カルルは、魔力の魔石の上に右手を置き、魔石に大量の魔力を一気に送り込むと、飛空艇は衝撃と共に凄まじい速度で上空へと飛び出す。
飛空艇に乗る4人の体に何倍もの重力が加わると必死にそれを耐えながら夜空を駆けあがっていく飛空艇は、あっという間に高度5000mを超え、6000mを超え、さらに高度を上げていく。
「もうすぐ高度10000m。外気温は氷点下40度を超えているわよ」
アリスは飛空艇の探査と鑑定の魔石が復活したことを確認すると、魔石が示す飛空艇の状況を声に出して読み上げていく。

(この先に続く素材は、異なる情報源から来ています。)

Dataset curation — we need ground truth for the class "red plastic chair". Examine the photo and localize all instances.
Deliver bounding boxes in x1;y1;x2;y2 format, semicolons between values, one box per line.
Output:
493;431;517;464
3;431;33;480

高度10000mに達した飛空艇は、先程とは打って変わり安定した状態になった。
そして4人の目の前には、飛空艇の映像が映し出されていて、そこには飛空艇の外壁に張り付いている10体以上の魔素蛭の姿があった。
「全て凍り付いて死んでるみたいね。蛭ってもっと小さいと思っていたけど、1体が人の腕くらいの大きさがあるのね。あの蛭に吸い付かれたら人の魔力なんてあっという間に吸い付くされそうね」
アリスは顔の前に映し出された飛空艇の状況を見てぞっとした表情を浮かべている。
魔素蛭は、氷付きながら徐々に飛空艇の外壁から剥がれていき、地上へと落下していく。
カルルの飛空艇は徐々に高度を落としながら陽が上り始めた明け方の空を飛んでいる。
すると飛空艇の横を1体の竜が飛んでいた。
その体を見ると先程までカルルの飛空艇に張り付いていた魔素蛭が何体も張り付いている。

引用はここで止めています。